Fitch-Ratings: Upgrade für die Türkei

Durch eine sinkende Verschuldung der öffentlichen Hand und eine gut diversifizierte Wirtschaft verdiente die Türkei sich eine Aufwertung durch die Ratingagentur Fitch. Das angesehene Haus bescheinigt dem Land nun offiziell „Anlagequalität“. Zahlreiche Experten hatten diesen Schritt bereits seit Längerem erwartet. Die Regierung in Ankara vertritt auch die Auffassung, er käme „verspätet“.

Das Upgrade der Fremdwährungseinstufung des Landes von BBB- auf BB+ führte am Montag zu einer massiven Aufwärtsbewegung an den Aktienmärkten. Erstmals seit 1994 wird die Türkei wieder als Land geführt, dessen Investmentqualität durch eine der wichtigsten Ratingagentur bestätigt wird. Allerdings kam trotz der positiven Auswertung und der als robust bescheinigten Langzeitperspektive auch eine Warnung von Fitch, wonach die Türkei immer noch ein „hohes Risiko“ hinsichtlich einer „externen Finanzkrise und Rezession“ aufweisen würde.

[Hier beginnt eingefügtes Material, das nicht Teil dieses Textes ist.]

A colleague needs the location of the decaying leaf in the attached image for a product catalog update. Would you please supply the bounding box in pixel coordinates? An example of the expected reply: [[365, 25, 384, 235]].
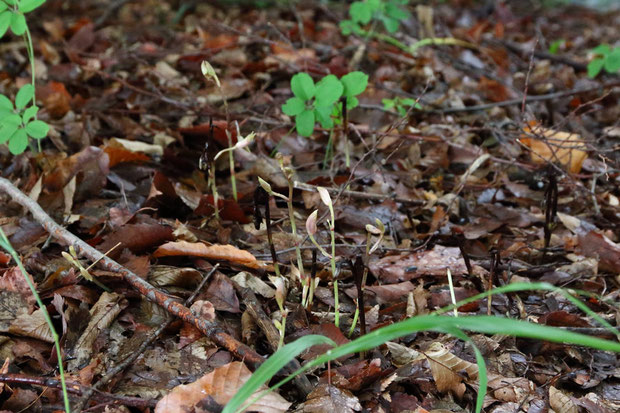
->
[[153, 241, 259, 268], [549, 386, 579, 413], [68, 292, 123, 371], [424, 342, 478, 397], [520, 124, 588, 173], [296, 383, 362, 413], [155, 361, 291, 413], [9, 309, 54, 343]]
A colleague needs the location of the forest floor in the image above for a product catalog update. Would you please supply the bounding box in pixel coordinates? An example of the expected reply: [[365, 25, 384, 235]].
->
[[0, 0, 620, 413]]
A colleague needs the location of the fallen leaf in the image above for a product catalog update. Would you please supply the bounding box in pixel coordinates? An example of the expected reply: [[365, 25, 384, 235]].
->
[[155, 361, 291, 413], [153, 241, 259, 268], [520, 124, 588, 173]]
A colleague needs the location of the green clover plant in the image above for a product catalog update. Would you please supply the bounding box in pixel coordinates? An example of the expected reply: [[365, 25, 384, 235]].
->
[[0, 0, 49, 155], [588, 44, 620, 78], [340, 0, 410, 35], [0, 84, 49, 155], [282, 72, 368, 136], [381, 96, 422, 117]]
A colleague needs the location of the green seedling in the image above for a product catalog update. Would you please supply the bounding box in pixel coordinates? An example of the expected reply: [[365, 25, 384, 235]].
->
[[222, 283, 620, 413], [0, 0, 49, 155], [340, 0, 411, 35], [282, 72, 368, 136], [62, 242, 121, 292], [588, 44, 620, 78], [549, 39, 566, 54], [276, 153, 312, 308], [381, 96, 422, 117], [271, 276, 288, 349]]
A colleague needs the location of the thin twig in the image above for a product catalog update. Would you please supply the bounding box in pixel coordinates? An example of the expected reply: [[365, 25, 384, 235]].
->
[[0, 178, 265, 369], [75, 264, 220, 412]]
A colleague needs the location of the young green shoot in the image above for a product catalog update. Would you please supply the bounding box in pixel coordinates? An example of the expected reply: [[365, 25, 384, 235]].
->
[[254, 176, 287, 277], [0, 227, 70, 413], [61, 242, 121, 293], [349, 218, 385, 336], [276, 153, 312, 307], [0, 0, 49, 155], [271, 276, 288, 349]]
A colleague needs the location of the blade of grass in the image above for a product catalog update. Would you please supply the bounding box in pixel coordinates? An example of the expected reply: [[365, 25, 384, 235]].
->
[[222, 335, 336, 413], [0, 228, 71, 413], [225, 312, 620, 413]]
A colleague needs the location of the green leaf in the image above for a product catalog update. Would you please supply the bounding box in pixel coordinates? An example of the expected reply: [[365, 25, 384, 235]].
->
[[385, 3, 409, 21], [0, 10, 13, 37], [381, 16, 398, 33], [291, 73, 315, 102], [588, 57, 605, 79], [26, 120, 50, 139], [22, 105, 39, 123], [347, 96, 360, 110], [314, 75, 343, 106], [15, 83, 34, 110], [381, 99, 395, 110], [19, 0, 45, 13], [340, 71, 368, 97], [222, 335, 336, 413], [295, 110, 314, 137], [549, 39, 564, 54], [603, 47, 620, 73], [314, 106, 334, 129], [591, 44, 611, 56], [11, 12, 26, 35], [340, 20, 356, 36], [9, 128, 28, 155], [349, 1, 373, 24], [282, 97, 306, 116]]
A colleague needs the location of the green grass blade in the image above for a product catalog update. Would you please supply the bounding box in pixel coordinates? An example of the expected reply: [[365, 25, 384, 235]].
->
[[222, 335, 336, 413]]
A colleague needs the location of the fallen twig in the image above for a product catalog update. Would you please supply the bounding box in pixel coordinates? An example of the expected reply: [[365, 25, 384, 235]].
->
[[0, 374, 157, 408], [0, 178, 265, 369]]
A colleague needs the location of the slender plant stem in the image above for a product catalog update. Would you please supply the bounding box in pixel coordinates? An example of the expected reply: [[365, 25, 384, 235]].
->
[[0, 228, 71, 413]]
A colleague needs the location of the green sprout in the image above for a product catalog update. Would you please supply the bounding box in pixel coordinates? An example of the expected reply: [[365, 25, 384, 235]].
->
[[588, 44, 620, 78]]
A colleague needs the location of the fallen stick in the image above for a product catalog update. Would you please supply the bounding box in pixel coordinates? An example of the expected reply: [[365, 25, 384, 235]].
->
[[0, 178, 265, 369]]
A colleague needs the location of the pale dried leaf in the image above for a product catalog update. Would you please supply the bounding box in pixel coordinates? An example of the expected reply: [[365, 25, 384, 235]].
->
[[155, 361, 291, 413], [296, 383, 362, 413], [425, 342, 478, 397], [385, 341, 424, 367], [68, 292, 123, 371], [153, 241, 259, 268], [231, 271, 276, 298], [549, 386, 579, 413], [9, 309, 54, 343]]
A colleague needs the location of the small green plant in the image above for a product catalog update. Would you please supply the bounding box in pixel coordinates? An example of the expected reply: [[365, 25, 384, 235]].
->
[[549, 39, 566, 54], [340, 0, 411, 35], [588, 44, 620, 78], [0, 228, 71, 413], [282, 72, 368, 136], [381, 96, 422, 117], [0, 0, 49, 155], [222, 283, 620, 413]]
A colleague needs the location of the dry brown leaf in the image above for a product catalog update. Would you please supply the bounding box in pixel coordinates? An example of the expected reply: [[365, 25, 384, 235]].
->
[[153, 241, 259, 268], [68, 292, 123, 371], [9, 309, 54, 343], [296, 383, 362, 413], [549, 386, 579, 413], [424, 342, 478, 397], [155, 361, 291, 413], [520, 125, 588, 173]]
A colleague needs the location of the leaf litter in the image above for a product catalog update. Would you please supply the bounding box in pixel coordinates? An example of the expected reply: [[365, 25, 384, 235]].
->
[[0, 0, 620, 413]]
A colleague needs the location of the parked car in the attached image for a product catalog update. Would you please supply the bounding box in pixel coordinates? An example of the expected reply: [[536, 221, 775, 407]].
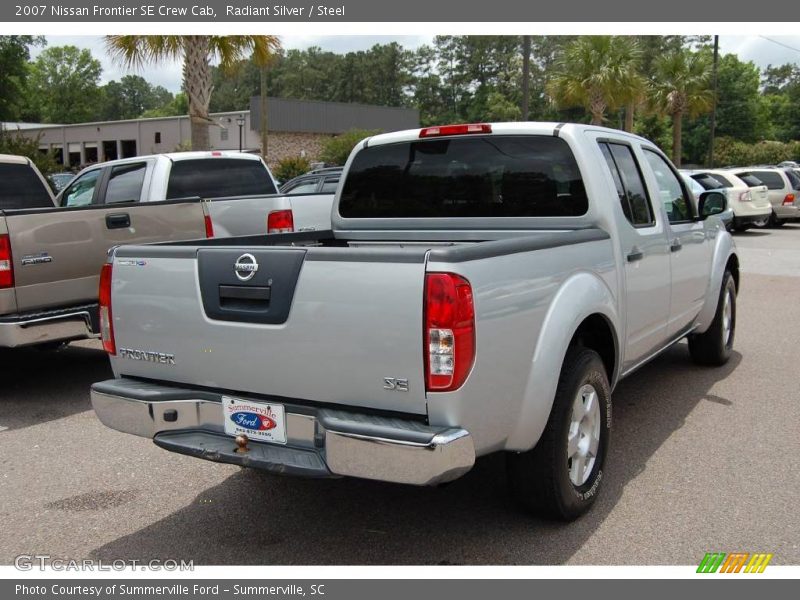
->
[[730, 167, 800, 227], [47, 173, 75, 194], [91, 123, 739, 519], [0, 152, 330, 347], [680, 171, 733, 231], [281, 167, 342, 195], [688, 169, 772, 231]]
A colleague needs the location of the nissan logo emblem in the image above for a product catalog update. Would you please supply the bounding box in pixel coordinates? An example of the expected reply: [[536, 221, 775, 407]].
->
[[233, 254, 258, 281]]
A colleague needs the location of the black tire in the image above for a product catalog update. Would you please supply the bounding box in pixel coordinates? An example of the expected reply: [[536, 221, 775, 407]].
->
[[507, 346, 611, 521], [689, 271, 736, 367]]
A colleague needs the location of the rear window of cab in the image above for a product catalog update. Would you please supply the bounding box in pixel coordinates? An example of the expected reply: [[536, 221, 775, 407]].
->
[[339, 135, 588, 218]]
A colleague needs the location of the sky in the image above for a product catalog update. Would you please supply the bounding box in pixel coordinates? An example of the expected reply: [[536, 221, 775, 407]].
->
[[32, 35, 800, 93]]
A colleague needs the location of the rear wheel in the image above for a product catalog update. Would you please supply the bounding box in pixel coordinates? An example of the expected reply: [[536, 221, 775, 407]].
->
[[507, 346, 611, 521], [689, 271, 736, 366]]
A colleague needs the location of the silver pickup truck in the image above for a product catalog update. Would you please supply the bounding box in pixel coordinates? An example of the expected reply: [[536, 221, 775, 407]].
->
[[91, 123, 739, 519]]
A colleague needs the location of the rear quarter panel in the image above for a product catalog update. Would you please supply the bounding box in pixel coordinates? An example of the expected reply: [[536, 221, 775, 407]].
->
[[209, 195, 291, 237]]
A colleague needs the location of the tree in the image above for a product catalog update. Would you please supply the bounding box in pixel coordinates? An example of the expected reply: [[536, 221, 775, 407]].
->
[[0, 35, 44, 121], [548, 35, 644, 125], [652, 49, 713, 167], [100, 75, 173, 121], [106, 35, 280, 150], [0, 129, 63, 175], [27, 46, 102, 123]]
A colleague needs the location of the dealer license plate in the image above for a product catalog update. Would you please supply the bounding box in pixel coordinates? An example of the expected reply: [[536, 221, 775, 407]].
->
[[222, 396, 286, 444]]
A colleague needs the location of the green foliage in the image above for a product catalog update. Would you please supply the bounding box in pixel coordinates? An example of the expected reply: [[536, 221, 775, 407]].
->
[[0, 129, 62, 175], [100, 75, 174, 121], [547, 35, 645, 125], [28, 46, 102, 123], [272, 156, 311, 183], [714, 137, 800, 167], [142, 92, 189, 119], [0, 35, 45, 121], [319, 129, 380, 165]]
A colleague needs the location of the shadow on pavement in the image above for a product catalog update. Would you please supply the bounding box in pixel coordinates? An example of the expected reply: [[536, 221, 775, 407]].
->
[[92, 344, 741, 565], [0, 344, 113, 429]]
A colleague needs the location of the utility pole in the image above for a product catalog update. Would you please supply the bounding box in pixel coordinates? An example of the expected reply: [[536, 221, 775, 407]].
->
[[522, 35, 531, 121], [708, 35, 719, 168]]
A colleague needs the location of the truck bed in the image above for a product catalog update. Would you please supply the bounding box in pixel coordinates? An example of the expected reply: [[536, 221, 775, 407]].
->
[[103, 229, 612, 424]]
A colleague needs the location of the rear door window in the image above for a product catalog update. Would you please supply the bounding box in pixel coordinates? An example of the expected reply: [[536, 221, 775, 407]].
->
[[339, 135, 588, 218], [319, 177, 339, 194], [285, 179, 319, 194], [105, 163, 147, 204], [0, 163, 53, 210], [601, 142, 655, 227], [784, 169, 800, 190], [167, 158, 276, 200], [61, 169, 103, 206]]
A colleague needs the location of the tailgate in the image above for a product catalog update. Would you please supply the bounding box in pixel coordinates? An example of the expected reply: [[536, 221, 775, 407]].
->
[[6, 201, 205, 312], [286, 194, 334, 231], [112, 246, 426, 414]]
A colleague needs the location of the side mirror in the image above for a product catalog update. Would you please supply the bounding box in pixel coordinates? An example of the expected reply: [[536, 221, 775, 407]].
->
[[698, 190, 728, 221]]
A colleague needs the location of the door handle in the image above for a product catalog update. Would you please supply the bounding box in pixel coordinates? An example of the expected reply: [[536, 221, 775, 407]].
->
[[628, 246, 644, 262], [106, 213, 131, 229]]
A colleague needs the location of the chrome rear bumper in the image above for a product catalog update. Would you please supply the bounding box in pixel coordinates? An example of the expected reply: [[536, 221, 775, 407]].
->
[[91, 379, 475, 485]]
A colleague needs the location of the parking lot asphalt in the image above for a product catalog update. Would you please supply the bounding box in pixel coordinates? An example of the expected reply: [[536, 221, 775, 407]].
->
[[0, 225, 800, 565]]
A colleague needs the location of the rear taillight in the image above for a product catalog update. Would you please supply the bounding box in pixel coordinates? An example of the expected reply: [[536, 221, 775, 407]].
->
[[419, 123, 492, 138], [0, 233, 14, 290], [267, 210, 294, 233], [423, 273, 475, 392], [203, 215, 214, 238], [98, 263, 117, 354]]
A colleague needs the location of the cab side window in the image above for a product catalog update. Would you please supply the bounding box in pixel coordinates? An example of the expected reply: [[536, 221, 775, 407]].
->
[[643, 148, 694, 223], [600, 142, 655, 227], [61, 169, 103, 206]]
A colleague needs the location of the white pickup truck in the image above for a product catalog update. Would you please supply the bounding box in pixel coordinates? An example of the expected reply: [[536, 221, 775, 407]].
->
[[91, 123, 739, 519]]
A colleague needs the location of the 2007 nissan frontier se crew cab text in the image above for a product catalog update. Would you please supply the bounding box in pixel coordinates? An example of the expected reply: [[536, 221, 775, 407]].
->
[[91, 123, 739, 519]]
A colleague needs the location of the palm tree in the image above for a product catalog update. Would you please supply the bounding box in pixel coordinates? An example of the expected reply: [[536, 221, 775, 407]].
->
[[106, 35, 280, 150], [652, 49, 714, 167], [547, 35, 645, 125]]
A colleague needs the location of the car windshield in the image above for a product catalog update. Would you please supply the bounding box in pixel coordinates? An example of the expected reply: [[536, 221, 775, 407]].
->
[[0, 163, 53, 210], [784, 169, 800, 190]]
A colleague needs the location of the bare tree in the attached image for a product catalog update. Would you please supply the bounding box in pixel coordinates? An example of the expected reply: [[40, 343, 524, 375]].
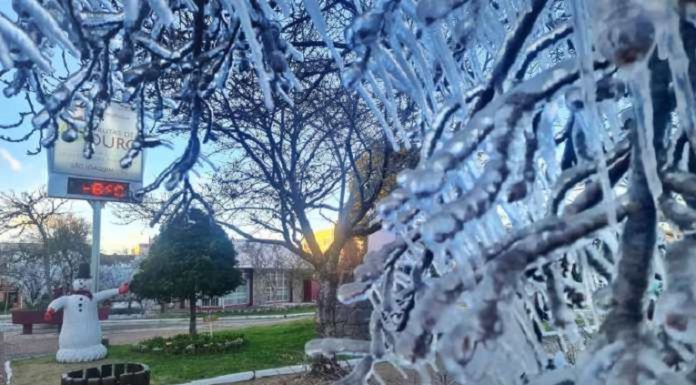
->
[[209, 75, 416, 336]]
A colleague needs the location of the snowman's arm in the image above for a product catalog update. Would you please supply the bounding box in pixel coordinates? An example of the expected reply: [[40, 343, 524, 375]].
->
[[47, 297, 67, 311], [94, 289, 118, 302]]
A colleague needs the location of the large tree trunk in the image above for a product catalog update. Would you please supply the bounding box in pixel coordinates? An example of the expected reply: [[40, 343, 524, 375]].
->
[[189, 295, 196, 336], [317, 273, 372, 339]]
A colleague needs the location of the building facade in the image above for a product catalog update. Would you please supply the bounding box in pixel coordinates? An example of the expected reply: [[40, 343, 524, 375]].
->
[[198, 241, 319, 310]]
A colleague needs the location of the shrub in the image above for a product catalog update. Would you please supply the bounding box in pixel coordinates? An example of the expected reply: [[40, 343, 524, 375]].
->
[[132, 333, 246, 355]]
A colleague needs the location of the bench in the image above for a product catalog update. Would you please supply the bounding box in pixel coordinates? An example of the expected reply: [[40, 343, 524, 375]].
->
[[12, 307, 110, 334]]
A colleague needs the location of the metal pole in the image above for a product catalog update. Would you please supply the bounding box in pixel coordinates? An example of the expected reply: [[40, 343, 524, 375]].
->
[[89, 201, 103, 293]]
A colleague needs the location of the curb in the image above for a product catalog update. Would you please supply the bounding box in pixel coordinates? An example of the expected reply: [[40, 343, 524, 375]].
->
[[101, 313, 316, 325], [174, 358, 361, 385], [5, 360, 12, 385]]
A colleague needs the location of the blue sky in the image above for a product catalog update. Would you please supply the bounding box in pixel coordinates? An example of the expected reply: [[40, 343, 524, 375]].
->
[[0, 95, 167, 253], [0, 0, 170, 252], [0, 4, 338, 253]]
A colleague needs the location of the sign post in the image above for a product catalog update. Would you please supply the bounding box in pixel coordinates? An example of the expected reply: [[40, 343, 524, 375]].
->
[[89, 201, 106, 293], [48, 103, 143, 292]]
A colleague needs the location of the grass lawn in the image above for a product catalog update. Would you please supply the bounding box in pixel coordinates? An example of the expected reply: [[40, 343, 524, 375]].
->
[[12, 320, 315, 385]]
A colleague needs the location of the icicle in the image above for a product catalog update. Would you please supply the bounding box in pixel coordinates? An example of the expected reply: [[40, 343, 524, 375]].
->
[[0, 14, 52, 73], [0, 35, 14, 69], [656, 9, 696, 163], [123, 0, 141, 29], [147, 0, 174, 27], [14, 0, 80, 58], [225, 0, 273, 110], [572, 0, 617, 226], [626, 63, 662, 202], [304, 0, 343, 72]]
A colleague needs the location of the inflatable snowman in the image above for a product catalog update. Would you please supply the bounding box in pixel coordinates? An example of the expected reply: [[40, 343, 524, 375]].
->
[[44, 264, 128, 362]]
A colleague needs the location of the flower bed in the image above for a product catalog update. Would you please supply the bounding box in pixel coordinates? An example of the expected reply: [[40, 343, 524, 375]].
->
[[132, 333, 246, 354]]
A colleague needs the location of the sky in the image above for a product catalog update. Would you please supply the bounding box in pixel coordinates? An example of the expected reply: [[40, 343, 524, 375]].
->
[[0, 1, 165, 253], [0, 4, 340, 253]]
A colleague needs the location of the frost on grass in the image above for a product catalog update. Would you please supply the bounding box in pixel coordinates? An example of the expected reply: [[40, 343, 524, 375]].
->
[[5, 0, 696, 385]]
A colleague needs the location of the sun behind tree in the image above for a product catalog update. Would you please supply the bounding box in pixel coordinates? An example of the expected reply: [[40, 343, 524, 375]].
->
[[131, 208, 242, 335]]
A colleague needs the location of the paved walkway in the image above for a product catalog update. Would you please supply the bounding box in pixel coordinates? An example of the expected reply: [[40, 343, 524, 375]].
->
[[0, 332, 5, 385], [0, 317, 307, 360]]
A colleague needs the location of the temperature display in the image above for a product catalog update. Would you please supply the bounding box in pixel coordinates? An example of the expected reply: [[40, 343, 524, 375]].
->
[[68, 178, 128, 200]]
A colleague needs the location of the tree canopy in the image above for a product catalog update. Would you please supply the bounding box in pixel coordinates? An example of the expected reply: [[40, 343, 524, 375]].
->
[[6, 0, 696, 385], [131, 208, 242, 334]]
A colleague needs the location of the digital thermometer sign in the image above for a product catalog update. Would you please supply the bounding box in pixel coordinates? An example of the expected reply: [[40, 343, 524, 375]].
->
[[68, 177, 128, 200]]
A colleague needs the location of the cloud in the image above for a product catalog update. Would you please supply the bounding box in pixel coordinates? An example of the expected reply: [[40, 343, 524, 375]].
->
[[0, 148, 22, 172]]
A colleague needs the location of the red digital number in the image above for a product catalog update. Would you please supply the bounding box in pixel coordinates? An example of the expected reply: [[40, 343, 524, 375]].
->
[[92, 182, 104, 197], [114, 184, 126, 198]]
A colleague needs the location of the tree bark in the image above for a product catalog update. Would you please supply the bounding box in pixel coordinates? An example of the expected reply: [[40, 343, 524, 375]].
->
[[317, 273, 372, 339], [189, 295, 196, 336]]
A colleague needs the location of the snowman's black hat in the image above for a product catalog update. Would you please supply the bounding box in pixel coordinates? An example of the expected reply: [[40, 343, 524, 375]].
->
[[75, 263, 92, 279]]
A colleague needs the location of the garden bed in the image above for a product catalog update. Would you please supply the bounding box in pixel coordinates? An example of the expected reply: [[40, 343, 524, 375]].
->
[[12, 320, 315, 385]]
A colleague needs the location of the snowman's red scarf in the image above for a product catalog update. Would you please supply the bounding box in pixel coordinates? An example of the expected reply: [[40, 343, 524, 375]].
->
[[73, 290, 92, 300]]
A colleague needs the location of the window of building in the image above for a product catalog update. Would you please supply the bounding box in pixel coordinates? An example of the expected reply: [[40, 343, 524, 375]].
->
[[266, 270, 290, 302]]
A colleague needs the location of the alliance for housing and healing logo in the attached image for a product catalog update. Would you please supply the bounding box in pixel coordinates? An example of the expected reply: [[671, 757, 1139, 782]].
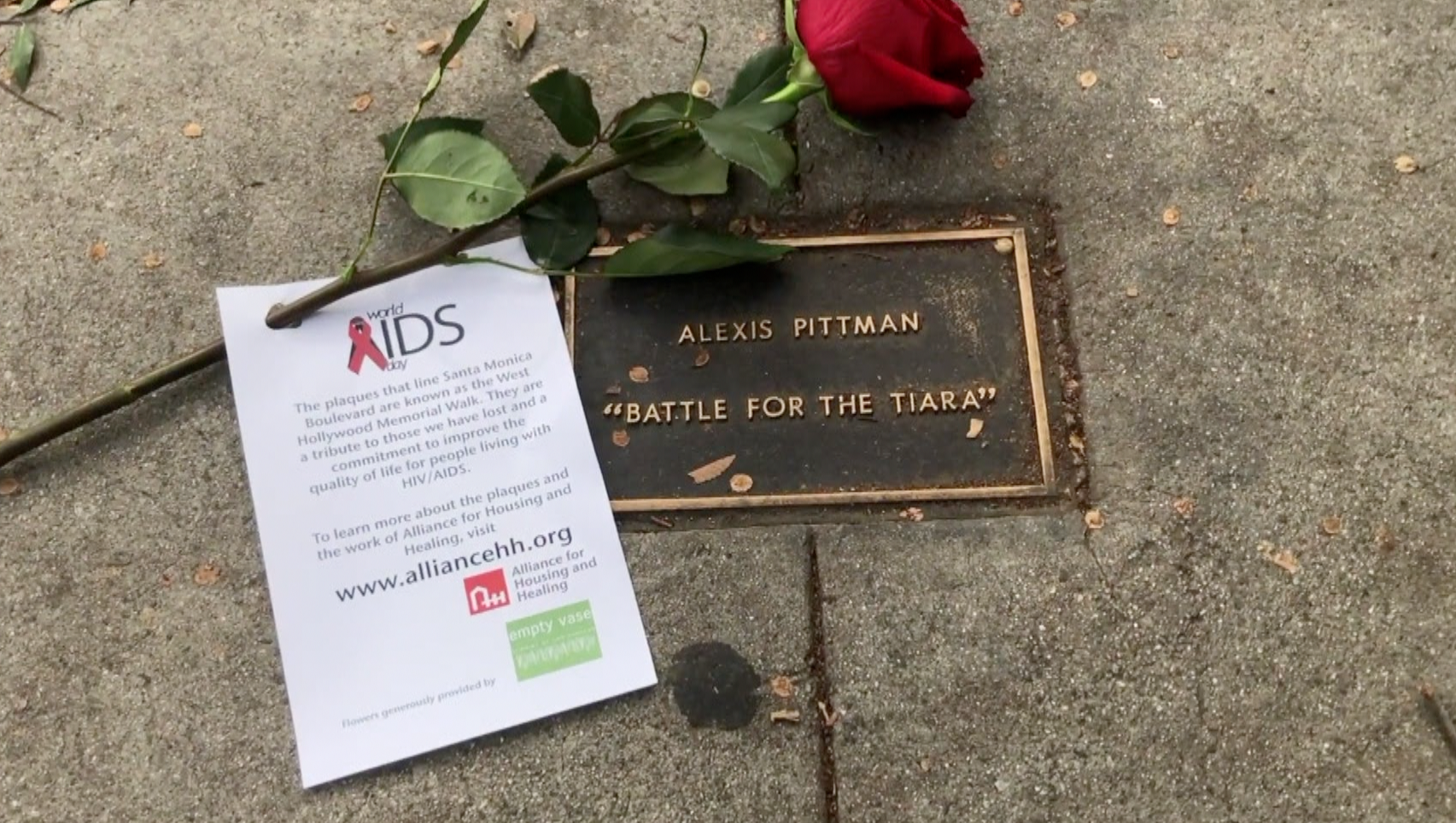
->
[[348, 303, 465, 374]]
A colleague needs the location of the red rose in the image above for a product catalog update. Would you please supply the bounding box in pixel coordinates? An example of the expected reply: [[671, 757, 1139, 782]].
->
[[795, 0, 981, 116]]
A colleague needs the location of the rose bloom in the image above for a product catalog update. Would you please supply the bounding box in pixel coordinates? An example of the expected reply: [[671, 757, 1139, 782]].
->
[[795, 0, 981, 118]]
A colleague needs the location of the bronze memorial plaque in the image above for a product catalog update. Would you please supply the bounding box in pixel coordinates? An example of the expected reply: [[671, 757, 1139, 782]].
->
[[564, 225, 1057, 513]]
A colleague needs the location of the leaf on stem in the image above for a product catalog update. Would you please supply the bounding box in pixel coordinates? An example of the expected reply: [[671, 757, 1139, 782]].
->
[[526, 68, 601, 147], [725, 45, 793, 107], [628, 134, 729, 196], [388, 131, 526, 229], [609, 91, 718, 155], [10, 25, 35, 91], [521, 155, 601, 270], [698, 103, 798, 188], [603, 223, 793, 277]]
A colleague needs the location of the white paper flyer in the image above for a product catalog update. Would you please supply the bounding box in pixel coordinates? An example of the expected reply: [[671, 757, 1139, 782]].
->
[[219, 239, 657, 786]]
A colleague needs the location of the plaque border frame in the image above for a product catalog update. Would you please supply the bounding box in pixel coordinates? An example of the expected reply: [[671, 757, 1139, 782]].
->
[[562, 227, 1057, 514]]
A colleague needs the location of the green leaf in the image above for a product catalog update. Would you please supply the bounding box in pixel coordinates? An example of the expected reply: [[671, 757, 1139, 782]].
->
[[628, 136, 729, 196], [725, 45, 793, 107], [374, 116, 485, 166], [698, 103, 798, 188], [386, 131, 526, 229], [610, 91, 718, 155], [521, 155, 601, 270], [526, 68, 601, 147], [603, 223, 793, 277], [10, 25, 35, 91]]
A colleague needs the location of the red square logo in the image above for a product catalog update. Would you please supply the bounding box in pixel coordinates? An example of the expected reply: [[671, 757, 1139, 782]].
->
[[465, 568, 511, 615]]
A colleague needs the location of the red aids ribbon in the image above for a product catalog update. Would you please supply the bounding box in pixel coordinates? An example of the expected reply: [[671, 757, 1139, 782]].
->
[[349, 318, 389, 374]]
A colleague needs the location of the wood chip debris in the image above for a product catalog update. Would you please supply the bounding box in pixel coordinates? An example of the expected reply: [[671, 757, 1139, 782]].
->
[[769, 674, 793, 698], [192, 563, 223, 586], [504, 12, 535, 54], [1260, 540, 1299, 574], [687, 454, 738, 483]]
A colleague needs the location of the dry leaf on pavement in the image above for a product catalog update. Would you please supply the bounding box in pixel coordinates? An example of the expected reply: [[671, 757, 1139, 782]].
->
[[769, 674, 793, 698], [687, 454, 738, 483], [1260, 542, 1299, 574]]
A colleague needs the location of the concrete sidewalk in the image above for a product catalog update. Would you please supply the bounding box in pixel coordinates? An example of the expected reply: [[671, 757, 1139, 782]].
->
[[0, 0, 1456, 823]]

Besonders positiv bewertete der Bericht der türkischen Wirtschaft dafür, dass sie sich „ohne Rezession wieder ins Gleichgewicht gebracht“ habe. Ein verlangsamtes Wachstum im Jahre 2012 habe zu einem Rückgang der Inflation und einer nachhaltigen Verringerung des Leistungsbilanzdefizits geführt. Diese „sanfte Landung“ nach dem 2011 festgestellten Trend zu explosionsartigem Wachstum und hoher Inflation habe die Türkei zurück auf den Kurs eines stetigen Wachstums gebracht. Der Bericht geht von einer Steigerung des Bruttoinlandsprodukts in Höhe von 3% im Jahr 2012, von 3,8% im nächsten Jahr sowie von 4,5% im Jahre 2014 aus. Analysten zufolge werden sich andere Ratingagenturen in ihren kommenden Berichten der Einschätzung Fitchs anschließen.

Noch bessere Zahlen möglich, aber wegen europäischer Probleme nicht sicher

Diese Zahlen deuten auf eine moderatere Entwicklung hin im Vergleich zur Prognose von 5%, die der Stellvertretende Premierminister Ali Babacan kürzlich hinsichtlich der Wachstumsraten zwischen 2012 und 2017 abgegeben hatte, aber „Ankara dürfte auf jeden Fall ganz glücklich mit diesen Zahlen sein, da auch sie einen Ausdruck der Anerkennung hinsichtlich einer anhaltenden Leistungsstärke der Wirtschaft darstellen“, meint Ercan Uygur, ein Wirtschaftsprofessor von der Universität Ankara. „Ich denke, dass 5% sogar tatsächlich möglich wären, allerdings hängt eben auch viel davon ab, was in Europa passieren wird.“

Im letzten Monat hatte Fitch auf Grund der durchwachsenen Aussichten hinsichtlich der europäischen Finanzwelt Spaniens Kreditrating von AA+ auf AA- und jenes Italiens von A+ auf AA- herabgestuft. „Die Regierung dürfte Genugtuung darüber empfinden, dass die Türkei den Sturm besser übersteht als andere, aber am Ende sitzen alle im gleichen Boot“, sagte Uygur.

Am Montag sagte die Regierung in Ankara voraus, dass diese Nachricht einen Schub für eine Erholung der türkischen Wirtschaft vom verlangsamten Wachstum des Jahres 2012 hervorbringen würde. Finanzminister Mehmet Şimşek sagte am Montag, die Ratings würden helfen, zusätzliche ausländische Investitionen ins Land zu holen, während der Stellvertretende Premierminister Babacan, der für die Wirtschaftspolitik zuständig ist, die Entscheidung als „korrekt, aber verspätet“ bezeichnete. „Wir hoffen, andere Ratingagentur werden zeitnah ähnliche Entscheidungen fällen“, so Babacan.